The following is a statement from FAIR Canada:
TORONTO – BUSINESS – 2021 was supposed to be a big year for investors, with several important changes coming on board to better protect them. Known as the client focused reforms (CFRs), the changes were intended to ensure that banks and investment firms put their clients’ interests ahead of their own interests. Apparently, this point was lost on three of Canada’s biggest financial institutions.
The three banks (RBC, TD Bank and CIBC), according to recent media reports, have decided to stop selling “third-party” mutual funds to segments of their clients in their bank branches. This was in response to the “know-your-product” (KYP) rules, a component of the client focused reforms.
How can the three banks justify this move? They say it’s because under the new rules starting in 2022, employees in local bank branches who hold themselves out as financial advisors will have to know and understand the mutual funds they sell to clients.
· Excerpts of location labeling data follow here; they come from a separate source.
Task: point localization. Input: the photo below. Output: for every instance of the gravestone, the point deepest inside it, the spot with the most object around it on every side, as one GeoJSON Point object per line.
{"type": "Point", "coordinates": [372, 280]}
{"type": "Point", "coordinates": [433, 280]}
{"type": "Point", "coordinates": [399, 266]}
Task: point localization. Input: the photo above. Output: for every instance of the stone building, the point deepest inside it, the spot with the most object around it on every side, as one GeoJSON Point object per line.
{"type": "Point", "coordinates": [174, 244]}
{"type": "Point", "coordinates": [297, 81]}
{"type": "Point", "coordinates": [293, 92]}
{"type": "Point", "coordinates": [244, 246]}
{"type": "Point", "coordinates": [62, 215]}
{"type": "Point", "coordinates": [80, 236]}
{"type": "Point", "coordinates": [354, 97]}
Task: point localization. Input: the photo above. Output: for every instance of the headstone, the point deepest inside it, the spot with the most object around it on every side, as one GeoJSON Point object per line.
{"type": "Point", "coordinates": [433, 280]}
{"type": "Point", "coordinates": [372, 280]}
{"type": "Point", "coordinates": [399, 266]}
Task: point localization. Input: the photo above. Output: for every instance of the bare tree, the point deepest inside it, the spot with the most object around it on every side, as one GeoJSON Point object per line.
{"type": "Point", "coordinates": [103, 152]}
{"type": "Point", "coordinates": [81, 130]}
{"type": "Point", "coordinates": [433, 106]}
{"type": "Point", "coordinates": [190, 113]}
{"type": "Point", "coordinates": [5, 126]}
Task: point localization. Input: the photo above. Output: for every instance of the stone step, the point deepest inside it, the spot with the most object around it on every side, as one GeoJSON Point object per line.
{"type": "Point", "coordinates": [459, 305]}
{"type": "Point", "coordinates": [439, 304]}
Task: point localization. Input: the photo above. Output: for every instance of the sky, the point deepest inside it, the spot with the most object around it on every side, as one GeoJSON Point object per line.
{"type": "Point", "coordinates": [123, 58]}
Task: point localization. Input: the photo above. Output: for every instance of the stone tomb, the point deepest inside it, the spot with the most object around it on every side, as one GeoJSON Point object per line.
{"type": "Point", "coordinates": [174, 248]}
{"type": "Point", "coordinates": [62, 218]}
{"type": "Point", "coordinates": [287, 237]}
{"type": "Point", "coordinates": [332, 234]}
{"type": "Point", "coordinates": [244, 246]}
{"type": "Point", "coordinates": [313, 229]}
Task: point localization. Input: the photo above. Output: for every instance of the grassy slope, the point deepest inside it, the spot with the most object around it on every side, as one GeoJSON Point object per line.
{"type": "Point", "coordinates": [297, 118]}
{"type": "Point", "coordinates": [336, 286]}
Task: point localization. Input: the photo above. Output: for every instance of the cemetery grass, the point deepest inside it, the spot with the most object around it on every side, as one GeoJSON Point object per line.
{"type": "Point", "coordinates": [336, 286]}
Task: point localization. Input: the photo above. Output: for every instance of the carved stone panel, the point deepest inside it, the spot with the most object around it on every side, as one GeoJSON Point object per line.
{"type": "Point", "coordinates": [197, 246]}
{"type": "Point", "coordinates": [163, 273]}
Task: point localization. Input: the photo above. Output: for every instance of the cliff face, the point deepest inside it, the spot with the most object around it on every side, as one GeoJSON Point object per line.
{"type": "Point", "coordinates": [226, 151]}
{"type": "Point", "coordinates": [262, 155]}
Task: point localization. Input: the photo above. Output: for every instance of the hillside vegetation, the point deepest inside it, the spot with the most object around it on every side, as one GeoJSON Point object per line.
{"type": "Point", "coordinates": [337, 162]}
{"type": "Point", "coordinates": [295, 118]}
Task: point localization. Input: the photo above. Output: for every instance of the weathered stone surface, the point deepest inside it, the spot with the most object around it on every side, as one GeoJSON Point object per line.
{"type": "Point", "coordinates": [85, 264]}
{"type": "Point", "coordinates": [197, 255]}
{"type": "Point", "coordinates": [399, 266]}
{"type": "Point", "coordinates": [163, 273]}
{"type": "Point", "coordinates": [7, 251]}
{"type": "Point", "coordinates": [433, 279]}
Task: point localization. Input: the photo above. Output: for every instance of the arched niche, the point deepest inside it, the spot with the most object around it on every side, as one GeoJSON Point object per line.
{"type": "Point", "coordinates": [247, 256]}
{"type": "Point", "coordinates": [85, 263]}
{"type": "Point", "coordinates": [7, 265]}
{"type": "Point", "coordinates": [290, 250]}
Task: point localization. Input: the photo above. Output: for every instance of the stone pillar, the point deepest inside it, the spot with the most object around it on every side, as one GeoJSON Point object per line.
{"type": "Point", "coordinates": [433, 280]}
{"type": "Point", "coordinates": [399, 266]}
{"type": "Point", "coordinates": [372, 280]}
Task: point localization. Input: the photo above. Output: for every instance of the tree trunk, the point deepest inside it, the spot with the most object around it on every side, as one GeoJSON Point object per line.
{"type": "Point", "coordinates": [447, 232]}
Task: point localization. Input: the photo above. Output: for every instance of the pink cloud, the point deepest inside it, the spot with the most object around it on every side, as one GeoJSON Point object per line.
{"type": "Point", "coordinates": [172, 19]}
Apparently, it is too much work to train their advisors to understand mutual funds offered by other banks or manufacturers before selling them. So, to make it easier to comply with the know-your-product rules, they will simply limit choices available to their clients.
Their decision is deeply disappointing. These banks are flying in the face of the spirit of the client focused reforms. By limiting customer choices in an apparent attempt to reduce their know-your-product compliance obligations, they are putting their own interests ahead of their clients’ interests.
This is ironic, given the countless public commitments by these banks to put the client first in everything they do. Their statements below now ring hollow:
“Our purpose of helping make our clients’ ambitions a reality is our north star” (CIBC).
“Client First: We will always earn the right to be our clients’ first choice” (RBC).
TD Bank’s “shared commitment” to “think like a customer”.
Their stated rationale for cutting sales of mutual funds from other suppliers doesn’t seem credible. Why? It’s because bank staff selling mutual funds are already expected to know the products they sell under the so-called “suitability” rules. The new know-your-product rules simply spell out these expectations in more detail.
Some commenters have suggested that banks are pulling back third-party mutual funds to further entrench their already dominant market share for mutual funds and increase their fee revenues. Others say it’s no big deal since only a small number of clients will be affected. But it does matter because it hurts investors, who will have fewer choices available to them. It may also lead to higher or additional costs for clients who may choose to switch banks down the road.
It’s not clear yet how many customers may be affected by this decision. But it could be a sign of things to come. If this move by the three big banks goes unchallenged, they may decide to limit the third-party investment choices of even more segments of their customers. Meanwhile, the decision to abandon putting the client first may set an example for other institutions to follow.
Their decision also raises serious questions about our regulatory system. For example:
Should the requirement to put the client’s interest first be enshrined into law as an overarching obligation or “Best Interest Standard”, so it truly becomes a cornerstone of our regulatory framework?
Were we wrong to assume that the client focused reforms would be an acceptable alternative to a Best Interest Standard, and would be enough to put the investor’s interest at the centre of the relationship between investors and financial institutions?
Should people who hold themselves out as financial “advisors” be allowed to use that title when they sell only mutual funds, and only mutual funds from the financial institution that employs them?
Are the proficiency requirements too low for those selling mutual funds, given the banks’ justification for limiting third-party fund sales implies that advisors in their branches are not able to understand mutual funds manufactured by others?
Does the big banks’ dominant position constrict investor choice in Canada? And if so, do governments and regulators need to intervene to promote more competition?
Without a change of heart by the banks or more intervention by regulators, this development erodes choice and is damaging to Canadian investors. Yet again, retail investors seem to be nothing more than collateral damage in the ongoing fight between industry’s desire to keep regulatory costs as low as possible, and regulators’ efforts to craft the rules needed to protect investors.